The conference, organised by AWARE and the National University of Singapore Society, was a reprise of the eponymous 1984 NUSS forum which led to the founding of AWARE. It marked both the close of AWARE’s 25th anniversary celebrations and the 100th anniversary of International Women’s Day on March 8th.
Following presentations by Singapore’s leading feminists, participants took part in facilitated group discussions and drew up a gender equity wish list to present to policy makers.
The key recommendations to policy makers are:
- A quota of 30 per cent be set for women in Parliament as recommended by the Convention on the Elimination of All Forms of Discrimination Against Women (CEDAW), which was ratified by Singapore in 1995.
- The Singapore Constitution be amended to prohibit gender discrimination.
- All policies and legislation be reviewed and all gender discriminatory laws, policies and practices be removed or replaced with laws, policies and practices that promote an equitable and sustainable work-life balance for both women and men.
- Gender studies be added to the core curriculum for all students, and in the Civil Service.
- Budgetary allocations to health care be increased significantly so as to ensure the good health of older people.

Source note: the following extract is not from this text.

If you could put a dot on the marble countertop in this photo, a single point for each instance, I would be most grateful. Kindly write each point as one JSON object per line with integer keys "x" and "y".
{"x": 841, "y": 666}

- Care-giving (of the young and the elderly) should be recognised as a gender-neutral skill, and the quality of, and access to, care facilities and services for children, elderly and the disabled should be improved
Recommendations were also made for corporations and civil society, as well as individual men and women, to consider. The main ones are:
7. Employers should adopt non-discriminatory policies and practices as part of their organisations’ corporate culture, including zero tolerance of sexual harassment.
8. Employers should optimise flexibility for employees in terms of workplace and working hours, based on the understanding that productivity is enhanced by workers who are able to sustain a supportive work-life balance.
9. Civil society organisations, including trade unions, NGOs and VWOs, should systematically monitor and make known the impact on women of discriminatory policies, laws and practices, especially those in the vulnerable groups such as older women, disabled or minority women, and women in the lower-income group.
10. Individual men and women should seek to build equal partnerships in all spheres of life, including the workplace and the home, with shared responsibilities for the care of the young and the old.